Sentenza Sentenza Cassazione Civile n. 21380 del 26/07/2021

Cassazione civile sez. III, 26/07/2021, (ud. 02/07/2021, dep. 26/07/2021), n.21380

LA CORTE SUPREMA DI CASSAZIONE

SEZIONE TERZA CIVILE

Composta dagli Ill.mi Sigg.ri Magistrati:

Dott. DE STEFANO Franco – Presidente –

Dott. VALLE Cristiano – Consigliere –

Dott. TATANGELO Augusto – rel. Consigliere –

Dott. PELLECCHIA Antonella – Consigliere –

Dott. PORRECA Paolo – Consigliere –

ha pronunciato la seguente:

ORDINANZA

sul ricorso iscritto al numero 30608 del ruolo generale dell’anno

2018, proposto da:

ITALFONDIARIO S.p.A., (C.F.: (OMISSIS)), in persona del

rappresentante per procura R.L.I., in

rappresentanza di INTESA SANPAOLO S.p.A., (C.F.: (OMISSIS))

rappresentato e difeso, giusta procura a margine del ricorso,

dall’avvocato Giuseppe Macciotta, (C.F.: (OMISSIS));

– ricorrente –

nei confronti di:

M.D., (C.F.: (OMISSIS));

BANCA DI CREDITO SARDO S.p.A., (C.F.: non indicato), in persona del

legale rappresentante pro tempore;

Fallimento (OMISSIS) S.r.l., (C.F.: non indicato), in persona del

Curatore fallimentare;

C.A., (C.F.: (OMISSIS));

B.U., (C.F.: (OMISSIS));

– intimati –

per la cassazione della sentenza della Corte di Appello di Cagliari

n. 212/2018, pubblicata in data 12 marzo 2018;

udita la relazione svolta nella camera di consiglio del 2 luglio 2021

dal consigliere Dott. Augusto Tatangelo.

 

Fatto

FATTI DI CAUSA

Intesa Gestione Crediti S.p.A. ha promosso l’esecuzione forzata per espropriazione immobiliare nei confronti di M.D., in relazione ad un immobile da questa assoggettato ad ipoteca volontaria in favore della Cariplo S.p.A. per debiti della (OMISSIS) S.r.l., di cui erano soci B.U. e C.M.. La terza esecutata ha proposto opposizione all’esecuzione, ai sensi dell’art. 615 c.p.c., sostenendo tra l’altro la nullità degli atti di concessione di ipoteca.
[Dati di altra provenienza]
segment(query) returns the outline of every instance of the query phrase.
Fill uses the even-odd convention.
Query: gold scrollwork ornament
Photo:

L’opposizione è stata rigettata dal Tribunale di Cagliari.

La Corte di Appello di Cagliari, in riforma della decisione di primo grado, ha dichiarato la nullità dei due atti di concessione di ipoteca sottoscritti da M.D. in data 16 giugno 1998 e 7 maggio 1999, in favore della Banca Cariplo S.p.A. e, per l’effetto, ha dichiarato l’insussistenza del diritto del creditore ipotecario di procedere ad esecuzione forzata nei suoi confronti.

Ricorre Italfondiario S.p.A., in rappresentanza di Intesa Sanpaolo S.p.A., che assume essere il soggetto giuridico subentrato nella titolarità dei crediti oggetto della controversia, sulla base di tre motivi.
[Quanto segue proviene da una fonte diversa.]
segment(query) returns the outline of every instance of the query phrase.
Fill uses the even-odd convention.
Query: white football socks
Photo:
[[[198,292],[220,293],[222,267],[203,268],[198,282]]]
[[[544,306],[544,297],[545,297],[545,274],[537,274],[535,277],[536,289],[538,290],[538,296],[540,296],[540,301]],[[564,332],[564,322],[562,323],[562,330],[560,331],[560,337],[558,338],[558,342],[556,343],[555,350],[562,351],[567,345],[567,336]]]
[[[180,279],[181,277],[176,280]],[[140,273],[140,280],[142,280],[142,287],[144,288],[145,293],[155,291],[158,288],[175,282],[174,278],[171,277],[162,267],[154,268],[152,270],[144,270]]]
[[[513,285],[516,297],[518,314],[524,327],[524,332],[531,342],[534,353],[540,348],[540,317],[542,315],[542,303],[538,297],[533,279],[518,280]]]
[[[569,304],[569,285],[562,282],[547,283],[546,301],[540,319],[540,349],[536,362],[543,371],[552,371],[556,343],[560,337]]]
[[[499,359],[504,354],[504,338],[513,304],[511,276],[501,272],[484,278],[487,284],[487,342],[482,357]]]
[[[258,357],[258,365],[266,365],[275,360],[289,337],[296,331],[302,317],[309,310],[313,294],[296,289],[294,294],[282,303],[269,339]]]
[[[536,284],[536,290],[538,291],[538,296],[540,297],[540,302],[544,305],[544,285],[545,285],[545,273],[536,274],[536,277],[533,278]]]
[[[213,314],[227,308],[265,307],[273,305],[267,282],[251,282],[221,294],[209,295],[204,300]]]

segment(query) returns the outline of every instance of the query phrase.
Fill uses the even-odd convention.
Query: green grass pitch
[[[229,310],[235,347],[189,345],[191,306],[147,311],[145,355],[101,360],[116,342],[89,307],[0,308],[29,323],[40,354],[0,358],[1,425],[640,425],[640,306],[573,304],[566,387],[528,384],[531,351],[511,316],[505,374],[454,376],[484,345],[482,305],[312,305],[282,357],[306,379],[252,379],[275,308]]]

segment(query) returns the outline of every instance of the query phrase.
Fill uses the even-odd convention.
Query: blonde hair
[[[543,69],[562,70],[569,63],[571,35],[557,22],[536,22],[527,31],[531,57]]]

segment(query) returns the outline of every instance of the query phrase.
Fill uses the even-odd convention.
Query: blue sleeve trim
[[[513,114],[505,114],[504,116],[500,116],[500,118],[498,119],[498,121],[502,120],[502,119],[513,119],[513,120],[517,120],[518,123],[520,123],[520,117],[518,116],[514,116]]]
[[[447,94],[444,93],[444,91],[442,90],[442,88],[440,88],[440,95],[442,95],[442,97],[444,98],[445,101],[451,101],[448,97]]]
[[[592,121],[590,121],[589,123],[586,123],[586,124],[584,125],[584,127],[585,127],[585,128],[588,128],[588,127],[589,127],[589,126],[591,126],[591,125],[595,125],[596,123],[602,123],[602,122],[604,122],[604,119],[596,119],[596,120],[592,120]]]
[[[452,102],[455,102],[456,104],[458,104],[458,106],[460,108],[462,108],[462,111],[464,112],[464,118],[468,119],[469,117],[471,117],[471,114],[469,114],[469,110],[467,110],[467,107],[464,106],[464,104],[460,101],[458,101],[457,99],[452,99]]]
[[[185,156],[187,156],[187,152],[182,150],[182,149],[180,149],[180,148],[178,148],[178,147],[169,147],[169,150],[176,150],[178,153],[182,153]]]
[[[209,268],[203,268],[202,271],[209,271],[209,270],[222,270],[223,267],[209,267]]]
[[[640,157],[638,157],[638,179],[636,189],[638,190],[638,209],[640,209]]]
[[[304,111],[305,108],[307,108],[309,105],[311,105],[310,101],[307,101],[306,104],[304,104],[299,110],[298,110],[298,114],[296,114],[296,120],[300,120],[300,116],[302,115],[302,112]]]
Non hanno svolto attività difensiva in questa sede gli intimati. E’ stata disposta la trattazione in camera di consiglio, in applicazione degli artt. 375 e 380 bis.1 c.p.c..

Diritto

RAGIONI DELLA DECISIONE

1. Con il primo motivo del ricorso si denunzia “- Sulla funzione del mutuo fondiario – Sulla irrilevanza della destinazione della somma mutuata – Violazione del D.Lgs. n. 385 del 1993, art. 38 in relazione all’art. 360 c.p.c., n. 3”.

Il motivo è inammissibile.

La censura non coglie l’effettiva ratio decidendi della pronuncia impugnata sul punto in contestazione.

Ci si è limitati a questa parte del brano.